One of the first tasks was to develop and implement fast empirical energy functions for protein-protein interactions suitable for the investigation of how energy changes upon mutation in the context of evolution. Towards this goal, we developed the first energy functions to be trained from experimental changes in binding free energy upon mutation. These functions were based on the idea that, upon mutation, there are changes in the intermolecular contacts between proteins, such as the addition and removal of stabilising interactions, or the addition and removal of destabilising interactions. Our functions were based on the idea that the change in binding free energy upon mutation could be related to these changes in contacts. Thus, using a data set of 1949 mutations for which a crystal structure of the wild-type complex is known, we modelled the mutant interactions and evaluated their changes in intermolecular contacts. From this, we trained a potential of pairwise additive contact energies using the experimental changes in binding free energy. The method was validated using absolute binding free energies and its ability to rank protein-protein docking poses. This was published in the prestigious Journal of Chemical Theory and Computation. More recently, the method has performed very well in a new benchmark of binding energies curated from the literature with collaborators in Utrech, Boston and London (manuscript in preparation). It was also extended to investigate the surface energies of protein-protein interactions, which was published in the journal Proteins: Structure, Function and Bioinformatics.
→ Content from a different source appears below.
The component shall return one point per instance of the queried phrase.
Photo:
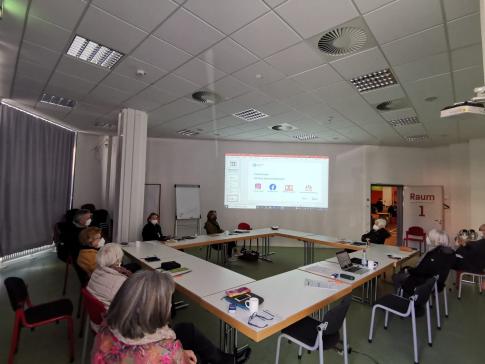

Also in the earlier stages of the project, we evaluated over 100 scoring functions for their applicability to protein-protein interactions, including their ability to predict changes in binding affinity upon mutation and at being able to rank docking poses. These functions include many molecular mechanics methods and statistical potentials, as well as terms relating to electrostatics, desolvation, hydrogen bonding, interface packing, surface complementarity and so on. Some of these investigations were published in BMC Bioinformatics, and indicated promising strategies to combine the scoring functions. This publication garnered a number of inquiries about the implementation of the functions, as well as data requests. As as result of this interest, we created the CCharPPI web server in order to make these functions available to the wider scientific community (http://life.bsc.es/pid/ccharppi/). This server was published in the journal Bioinformatics, and is highly accessed. These investigations also inspired us to combine the functions using methods developed for performing web searches. This proved very effective at ranking docked poses, and the method has now been implimented in the SwarmDock server (http://bmm.cancerresearchuk.org/~SwarmDock/) with a manuscript in preparations. More closely aligned with the initial objectives of the project, the ability of the functions to evaluate the effect of mutations was then used in the design of protein inhibitors of a metalloprotease with no known natural inhibitors, with the potential for commercialisation for the use in mass spectroscopy. The designs are currently being evaluated by collaborators at the Molecular Biology Institute of Barcelona.

Finally, with regards to the application of the developed methods to the investigation of the evolution of protein-protein interactions, progress has also been made despite some of the diversions described above. Our scoring functions were applied to a large set of structural interologs derived from the protein databank. Exhaustive computational alanine-scanning of the interologs revealed patterns in the distribution of binding hotspots, and how these have changed over evolutionary timescales. Following up from this, we are currently investigating representative sequences within the lineages that are intermediate between the interologs, and are beginning to garner new insights into how nature shapes the spatial organisation of energy imbuing contacts across the binding interface. At the same time, ongoing investigations into the tracking of absolute binding energies through evolutionary lineages are ongoing, and some preliminary ideas on this topic have been published in the journal Current Opinion in Structural Biology.